Feeling of helplessness


Hey brooke,

I wrote here before about not knowing how else to help my little sister from her feeling alone in school.

She is 12 and lost her dad about a year ago. He was in jail for 4 years prior to that.

For most of those years she’s been in such a hurtful and negative place.

and after her dad died, it’s progressively getting worse.

She doesn’t have friends at school. She hates going to school. She brings all that home with her as well. She doesn’t want to do her homework.

We’ve taken her computer away and have taken her cell phone away a number of times.

She goes through major mood swings.When she is getting ready for school she gives my mother a hard time and makes very mean remarks. She blames everyone for what is happening to her.

I’ve had multiple talks with her about how she is responsible for how she thinks and feels.
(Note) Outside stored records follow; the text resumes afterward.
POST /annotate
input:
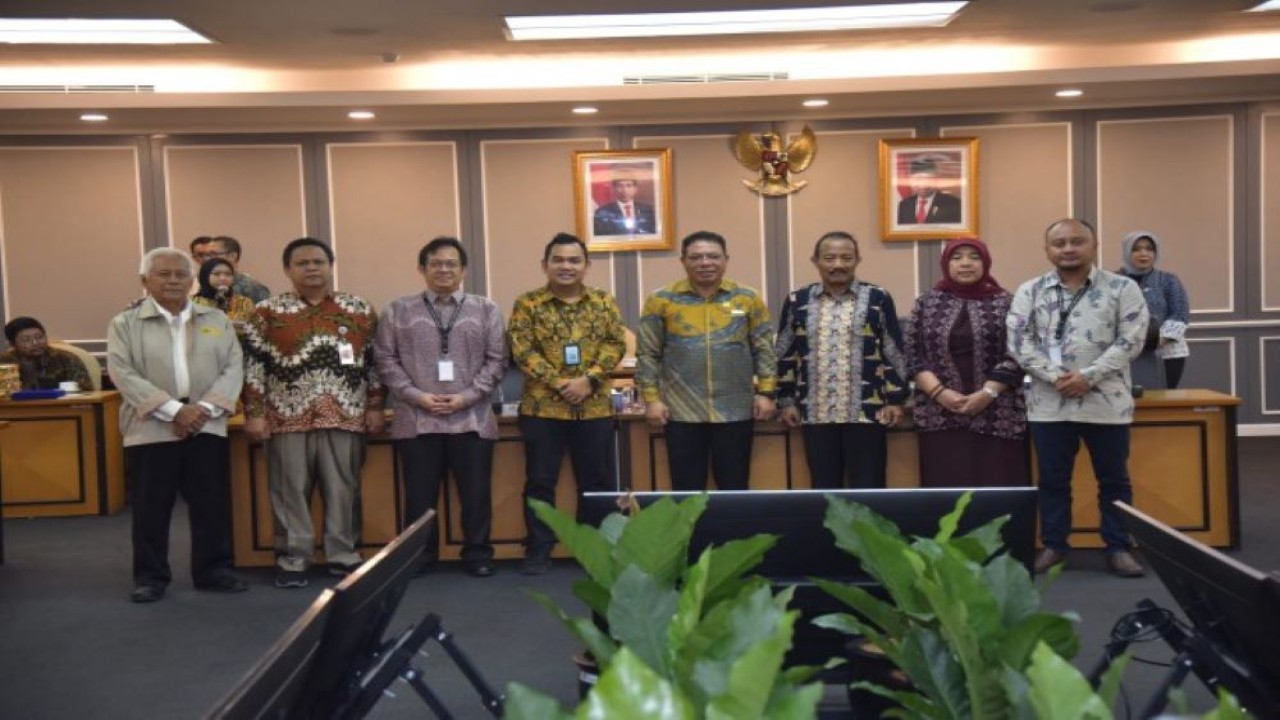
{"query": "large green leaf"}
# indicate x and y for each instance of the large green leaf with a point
(526, 703)
(657, 538)
(1013, 588)
(880, 613)
(752, 677)
(613, 525)
(794, 701)
(969, 619)
(951, 520)
(726, 633)
(589, 547)
(631, 691)
(689, 609)
(1060, 692)
(987, 537)
(639, 614)
(600, 646)
(924, 656)
(731, 561)
(887, 557)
She can think differently about everything and that it’s up to her to go outside of her comfort zone and make friends.

That she is causing her own pain and that it doesn’t have to be that way.

That we are here for her and we love her.

That this process isn’t east but she is strong enough to get through it.

Now she is saying things to my mom like “You’re stupid and I wish you would have died instead”.

I have no idea how to help anyone.

I know there’s only so much I can say or do.

She brings these things to my attention and I feel this huge responsibility to help them find peace. but i know it’s up to them.

My mom is doing the best she can but she also takes all of this and turns into a victim herself.

I know it’s all their thinking causing them pain.

but I struggle with watching all of this happen.

I know I am also causing my own pain but I live here with them so I feel like I can’t look away either.